しかし梨沙はハッとする。親子なんだから、親子なんだから…。
それを察したのか隆次は「まぁ俺も兄ちゃんを束縛しているようなもんだったけどね」と言った。
「束縛?」
「俺が東京に出てきた時、兄ちゃんは "近くに越してこい" って言ったんだ。俺が問題ばっか起こすから。それで毎週様子見に顔だしてくれたり、発達障害者のコミュニティにも最初の頃は兄ちゃんが付き添ってくれたから行けたようなもんだった。兄ちゃんがいないと、人並みに生きていけなかった」
相変わらず前を向いたままの隆次だったが
「まぁでも、俺も香弥子さんが現れて兄ちゃんを解放することが出来た。梨沙はまだ子供だから時間がかかるだろうけど、そういう一歩ってことなんだろうと」
そこへ紅茶とクッキーを皿に盛って香弥子が戻ってきた。隆次のデスクに蓋付きのタンブラーと取り分けたクッキーを置く。こぼしてPCをだめにしないようにの配慮だった。隆次は再びヘッドフォンを付けてPCに向かった。
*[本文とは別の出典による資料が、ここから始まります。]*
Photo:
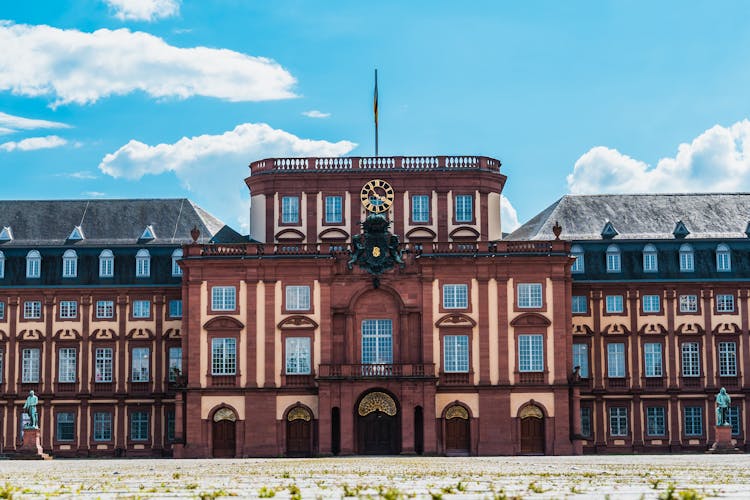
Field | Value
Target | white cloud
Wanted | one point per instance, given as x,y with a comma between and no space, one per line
143,10
717,160
33,143
77,67
215,165
314,113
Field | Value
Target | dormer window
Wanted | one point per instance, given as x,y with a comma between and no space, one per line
70,264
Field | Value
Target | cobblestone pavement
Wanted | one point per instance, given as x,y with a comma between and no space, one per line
615,477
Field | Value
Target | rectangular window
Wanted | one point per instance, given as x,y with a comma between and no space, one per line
464,208
66,427
652,359
614,303
298,356
691,364
32,309
105,309
727,359
581,359
141,308
693,420
334,213
655,421
141,364
456,353
66,365
529,295
30,366
688,303
289,210
420,208
102,426
618,421
530,353
139,426
724,303
377,341
223,356
298,298
103,365
223,298
580,304
651,304
455,296
615,360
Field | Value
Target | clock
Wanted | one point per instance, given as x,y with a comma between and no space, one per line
376,196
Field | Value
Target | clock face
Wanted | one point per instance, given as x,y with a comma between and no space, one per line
376,196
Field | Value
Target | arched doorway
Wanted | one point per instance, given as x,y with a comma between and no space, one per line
457,431
532,430
223,433
299,432
378,426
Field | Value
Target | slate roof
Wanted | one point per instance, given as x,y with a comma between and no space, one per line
641,217
39,223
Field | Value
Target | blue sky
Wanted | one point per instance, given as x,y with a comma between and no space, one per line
162,98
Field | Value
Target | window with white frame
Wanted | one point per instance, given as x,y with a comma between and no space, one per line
531,353
727,359
30,365
618,421
377,341
529,295
106,264
613,259
223,356
103,365
691,360
33,264
66,365
724,303
142,263
420,208
456,353
70,264
693,420
289,210
297,297
615,360
223,298
141,364
652,359
687,258
723,258
298,355
334,213
688,303
456,296
464,208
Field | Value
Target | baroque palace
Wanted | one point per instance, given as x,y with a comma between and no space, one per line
375,308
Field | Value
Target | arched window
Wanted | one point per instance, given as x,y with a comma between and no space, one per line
142,264
687,258
613,259
33,264
579,266
650,259
723,258
106,264
176,256
70,264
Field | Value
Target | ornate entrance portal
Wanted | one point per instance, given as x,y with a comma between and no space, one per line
378,425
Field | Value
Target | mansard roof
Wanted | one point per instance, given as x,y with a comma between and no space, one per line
642,217
37,223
梨沙はチラリと隆次を見やってから、香弥子の耳元で声を潜めて言った。
「自分をどうやってさらけ出していったら良いのかなって」
「さらけ出す?」
自然と香弥子もヒソヒソ声になる。梨沙は続けた。
「私のことをわかって欲しいの」
香弥子は急に真面目な顔をして梨沙を見つめた。
「梨沙ちゃん、一つだけ言っておくけど、梨沙ちゃんはまだ17歳よ。してはいけないことがあること、わかってるわよね」
「うん。でも来年は18になるから。それに別にそういう関係を今すぐ望んでいるわけじゃないから」
「梨沙ちゃんは頭もいいしきちんとしているから心配はしていないんだけど、相手の方が勘違いすることもあるからね、気をつけて」
「わかってる。真面目にね、私をわかって欲しいだけなの」
「梨沙ちゃん…もしかして今までも誰かに "わかってもらえてない" って、苦しんだことがある?」
苦しいかどうかは置いておいて、誰にもわかってもらえるはずはなかった。恐らく、身内以外は。
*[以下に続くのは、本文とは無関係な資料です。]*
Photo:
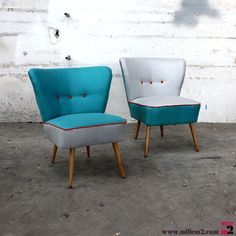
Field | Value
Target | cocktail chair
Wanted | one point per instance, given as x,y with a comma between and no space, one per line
153,87
72,103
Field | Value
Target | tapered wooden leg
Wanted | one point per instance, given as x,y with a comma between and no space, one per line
148,130
195,140
162,130
118,159
88,151
137,129
54,153
71,166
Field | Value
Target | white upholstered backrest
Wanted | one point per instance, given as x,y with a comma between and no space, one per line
152,76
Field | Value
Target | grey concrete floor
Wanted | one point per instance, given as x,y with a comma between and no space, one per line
174,189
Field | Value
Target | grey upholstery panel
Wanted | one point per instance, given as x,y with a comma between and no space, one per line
85,136
161,101
152,76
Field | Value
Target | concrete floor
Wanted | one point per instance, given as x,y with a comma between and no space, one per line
174,189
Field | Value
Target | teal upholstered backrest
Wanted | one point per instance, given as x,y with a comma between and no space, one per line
65,91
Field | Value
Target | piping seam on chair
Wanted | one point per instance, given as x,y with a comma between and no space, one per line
164,105
89,126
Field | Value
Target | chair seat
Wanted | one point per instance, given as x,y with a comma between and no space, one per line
86,129
164,110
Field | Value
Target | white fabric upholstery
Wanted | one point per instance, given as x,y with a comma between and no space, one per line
162,101
152,76
85,136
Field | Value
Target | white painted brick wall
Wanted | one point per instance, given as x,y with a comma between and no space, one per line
100,32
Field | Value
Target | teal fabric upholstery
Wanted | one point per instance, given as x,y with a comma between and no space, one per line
157,83
64,91
167,115
85,120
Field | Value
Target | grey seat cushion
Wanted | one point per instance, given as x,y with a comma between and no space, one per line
77,130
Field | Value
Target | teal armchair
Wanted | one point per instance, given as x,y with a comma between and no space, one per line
72,102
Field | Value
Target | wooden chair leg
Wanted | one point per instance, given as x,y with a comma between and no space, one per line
148,130
137,129
118,159
162,130
194,135
54,153
71,166
88,151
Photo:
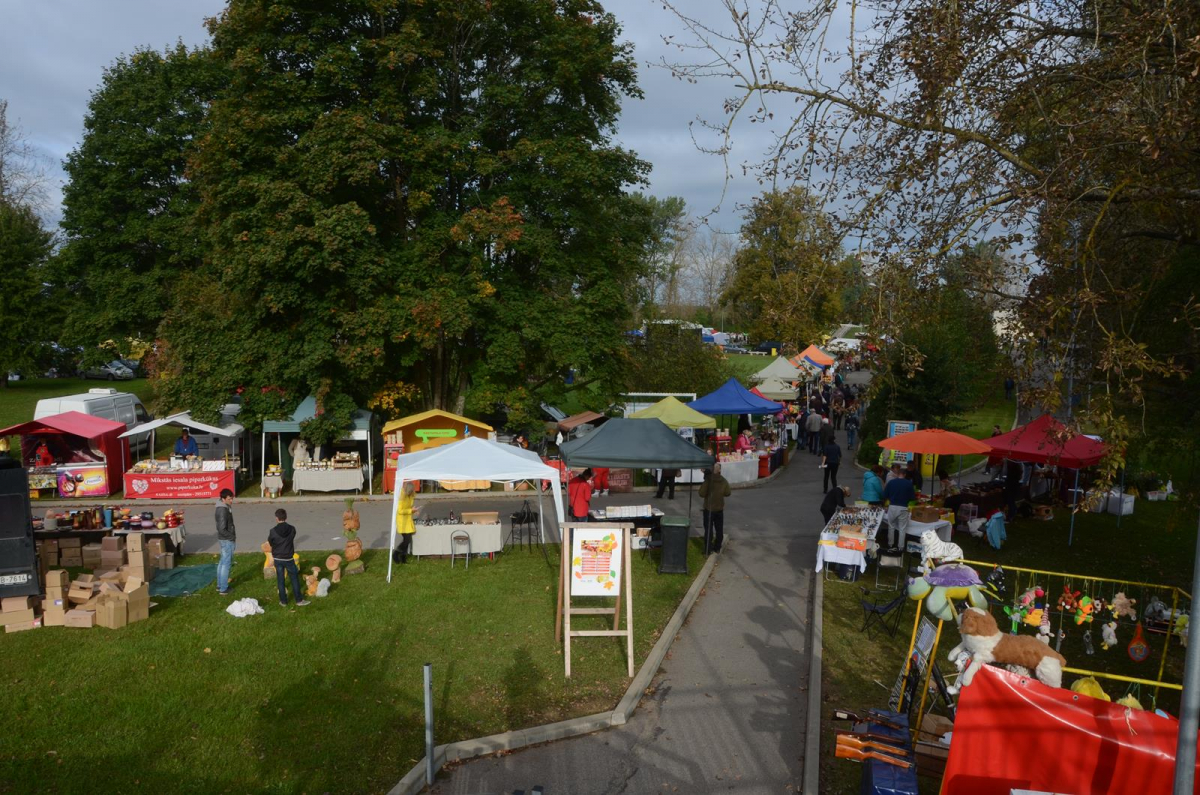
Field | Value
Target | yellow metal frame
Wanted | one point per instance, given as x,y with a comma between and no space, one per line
1176,592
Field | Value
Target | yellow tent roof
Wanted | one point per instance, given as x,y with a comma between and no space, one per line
433,412
675,414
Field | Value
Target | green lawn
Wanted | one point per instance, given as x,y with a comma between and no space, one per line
324,698
1156,544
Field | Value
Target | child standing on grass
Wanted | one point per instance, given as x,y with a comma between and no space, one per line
282,539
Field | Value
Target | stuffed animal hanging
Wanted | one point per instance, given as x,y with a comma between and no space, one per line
1069,599
1125,607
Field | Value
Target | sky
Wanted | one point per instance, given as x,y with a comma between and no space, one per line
53,54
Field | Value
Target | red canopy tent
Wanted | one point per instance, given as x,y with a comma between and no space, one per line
1015,733
75,437
1048,441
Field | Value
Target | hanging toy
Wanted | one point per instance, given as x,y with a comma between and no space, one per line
1069,599
1109,635
1084,611
1139,650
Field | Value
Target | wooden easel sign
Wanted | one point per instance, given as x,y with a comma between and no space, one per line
594,557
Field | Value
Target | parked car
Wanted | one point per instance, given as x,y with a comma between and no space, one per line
111,371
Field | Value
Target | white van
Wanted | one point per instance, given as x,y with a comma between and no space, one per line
118,406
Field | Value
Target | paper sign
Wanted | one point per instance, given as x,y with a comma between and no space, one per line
595,562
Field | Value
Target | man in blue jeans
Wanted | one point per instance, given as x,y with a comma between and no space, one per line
227,537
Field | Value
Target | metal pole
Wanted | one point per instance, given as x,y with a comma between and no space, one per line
1074,498
429,724
1189,703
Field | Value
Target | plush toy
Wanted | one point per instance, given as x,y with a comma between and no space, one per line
1089,686
1109,635
1125,607
988,644
1069,599
1084,611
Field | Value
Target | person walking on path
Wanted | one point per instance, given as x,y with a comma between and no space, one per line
851,430
713,491
227,537
831,459
899,492
282,539
813,428
834,500
405,525
873,485
579,495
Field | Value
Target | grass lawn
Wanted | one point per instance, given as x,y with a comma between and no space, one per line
1156,544
324,698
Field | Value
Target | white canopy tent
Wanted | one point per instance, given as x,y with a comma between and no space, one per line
473,459
183,419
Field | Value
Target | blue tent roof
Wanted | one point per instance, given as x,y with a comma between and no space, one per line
735,399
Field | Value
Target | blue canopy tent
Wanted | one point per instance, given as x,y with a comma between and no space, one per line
735,399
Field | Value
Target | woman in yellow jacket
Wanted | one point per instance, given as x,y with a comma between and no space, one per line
405,526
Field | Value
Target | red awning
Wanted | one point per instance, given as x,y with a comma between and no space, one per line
1048,441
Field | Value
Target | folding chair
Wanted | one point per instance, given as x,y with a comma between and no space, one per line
885,615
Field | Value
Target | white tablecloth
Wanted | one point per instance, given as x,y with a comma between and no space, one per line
829,553
435,539
327,480
741,471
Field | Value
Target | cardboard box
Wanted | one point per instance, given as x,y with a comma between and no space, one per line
23,626
138,597
79,619
11,604
112,613
17,616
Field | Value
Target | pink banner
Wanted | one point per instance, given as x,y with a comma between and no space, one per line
178,485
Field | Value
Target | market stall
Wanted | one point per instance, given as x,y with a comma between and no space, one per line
469,459
185,477
75,454
425,431
343,471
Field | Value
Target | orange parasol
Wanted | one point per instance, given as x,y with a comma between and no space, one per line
936,441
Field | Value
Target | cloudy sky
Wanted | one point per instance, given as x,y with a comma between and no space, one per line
53,54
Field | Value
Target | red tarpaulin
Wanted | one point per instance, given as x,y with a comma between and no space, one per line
1015,733
1048,441
91,434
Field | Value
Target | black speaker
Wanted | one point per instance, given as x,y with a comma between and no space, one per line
18,556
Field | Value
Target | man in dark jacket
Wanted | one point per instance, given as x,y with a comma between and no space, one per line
282,539
227,538
713,491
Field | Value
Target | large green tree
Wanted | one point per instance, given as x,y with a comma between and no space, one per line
408,199
787,281
129,205
24,246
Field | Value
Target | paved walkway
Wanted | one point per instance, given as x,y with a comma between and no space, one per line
726,712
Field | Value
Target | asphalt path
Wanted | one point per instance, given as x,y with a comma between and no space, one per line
726,711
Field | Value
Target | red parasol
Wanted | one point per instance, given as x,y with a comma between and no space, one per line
935,441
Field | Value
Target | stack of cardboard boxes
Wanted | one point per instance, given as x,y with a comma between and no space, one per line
19,613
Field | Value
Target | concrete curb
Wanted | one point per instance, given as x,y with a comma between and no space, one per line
813,718
414,779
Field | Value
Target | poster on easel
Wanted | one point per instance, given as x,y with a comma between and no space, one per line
595,562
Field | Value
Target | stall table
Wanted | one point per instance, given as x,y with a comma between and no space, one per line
435,539
328,480
180,484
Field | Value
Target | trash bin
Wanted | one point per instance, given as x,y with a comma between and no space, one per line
673,555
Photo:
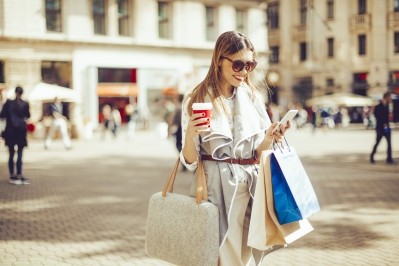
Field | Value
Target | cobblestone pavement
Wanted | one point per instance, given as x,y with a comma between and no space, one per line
88,205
「う~ん…別に苦しくはない。ただその人は別なの。私もさ、変なところあるでしょう? 隆次叔父さんの姪なんだもの。そういう血統だから。今までは他人にそれをわかってもらおうなんて思ってこなかった。みんなとは違うんだってことと、みんなと同じじゃなくていいって、私は教わってきたから。だから別に周囲の子たちと合わなくても…」
梨沙はクラスメイトとの仲違いの事を思い出し、突然涙が零れた。自分でも驚いた。香弥子は神妙な面持ちで頷いた。
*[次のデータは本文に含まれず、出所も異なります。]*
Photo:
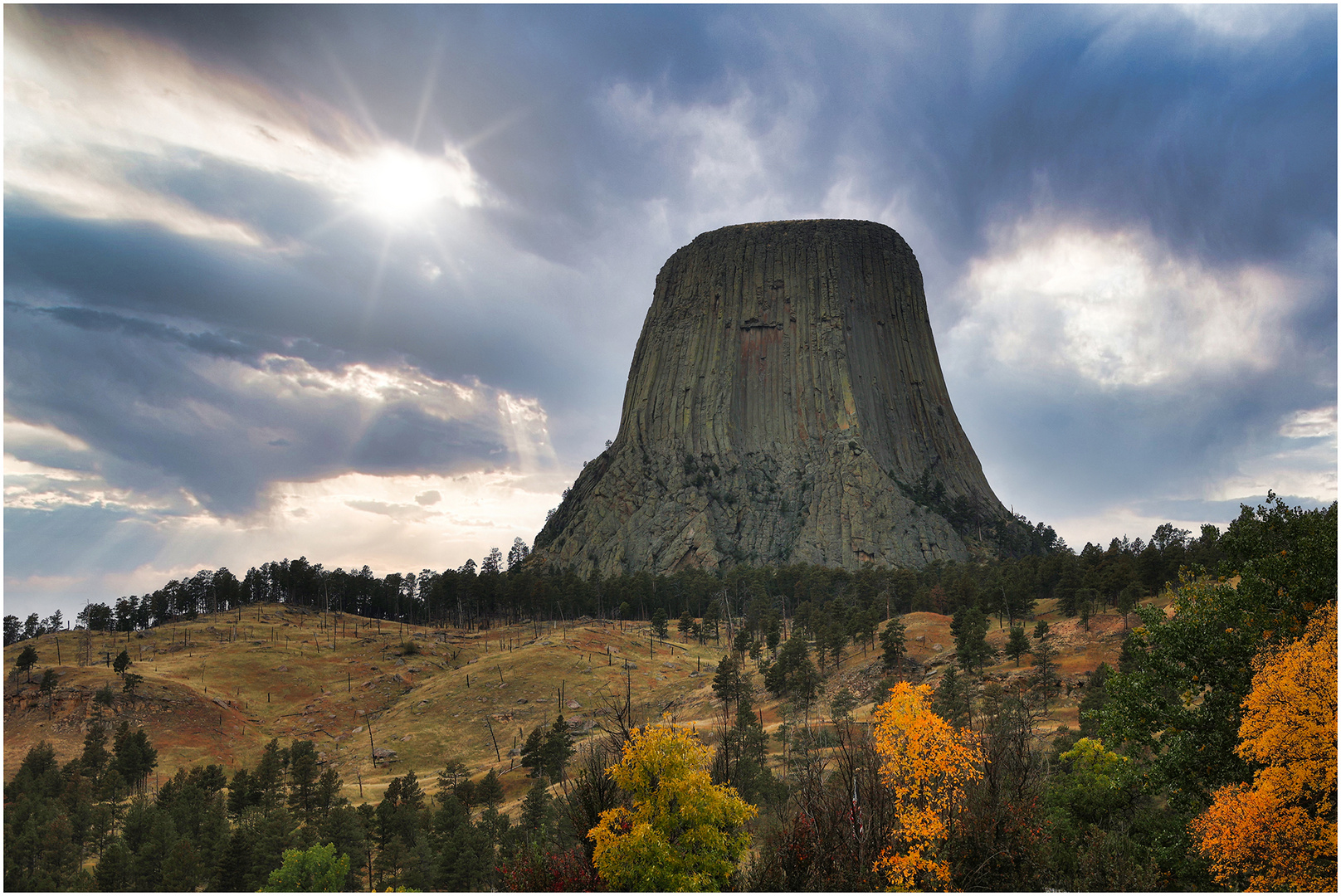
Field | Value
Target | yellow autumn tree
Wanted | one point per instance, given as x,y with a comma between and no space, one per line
925,762
684,832
1281,832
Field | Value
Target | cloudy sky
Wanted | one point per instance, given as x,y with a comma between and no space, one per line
363,283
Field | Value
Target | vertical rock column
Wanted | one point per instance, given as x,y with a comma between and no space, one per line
785,404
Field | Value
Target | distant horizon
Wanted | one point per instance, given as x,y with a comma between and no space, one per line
363,282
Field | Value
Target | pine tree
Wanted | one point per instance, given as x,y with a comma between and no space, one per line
27,659
892,640
557,750
490,791
531,750
1018,644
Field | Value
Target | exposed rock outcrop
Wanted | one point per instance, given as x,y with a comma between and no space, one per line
785,404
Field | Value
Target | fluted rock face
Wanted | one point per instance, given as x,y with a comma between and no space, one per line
785,406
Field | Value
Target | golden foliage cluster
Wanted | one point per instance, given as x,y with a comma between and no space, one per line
925,762
1281,832
684,833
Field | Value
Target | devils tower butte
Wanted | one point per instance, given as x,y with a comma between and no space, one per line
785,406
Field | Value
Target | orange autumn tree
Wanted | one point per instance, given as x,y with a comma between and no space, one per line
925,762
1281,832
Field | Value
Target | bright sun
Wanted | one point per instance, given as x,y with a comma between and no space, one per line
400,185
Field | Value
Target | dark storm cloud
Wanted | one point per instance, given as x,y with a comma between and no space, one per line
136,391
604,139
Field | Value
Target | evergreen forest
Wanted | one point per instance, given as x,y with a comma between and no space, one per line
1204,757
「梨沙ちゃん。人ってね、自分のことをわかって欲しいと思う生き物なのよ。梨沙ちゃんはたぶん諦めたふりをして、これまで随分無理して来たんじゃないかなぁ」
「諦める?」
梨沙は涙を拭いながら尋ねる。香弥子はそんな梨沙の頭や背中をそっと撫でた。遼太郎とはまた違う、小さくて、柔らかで、温かな手。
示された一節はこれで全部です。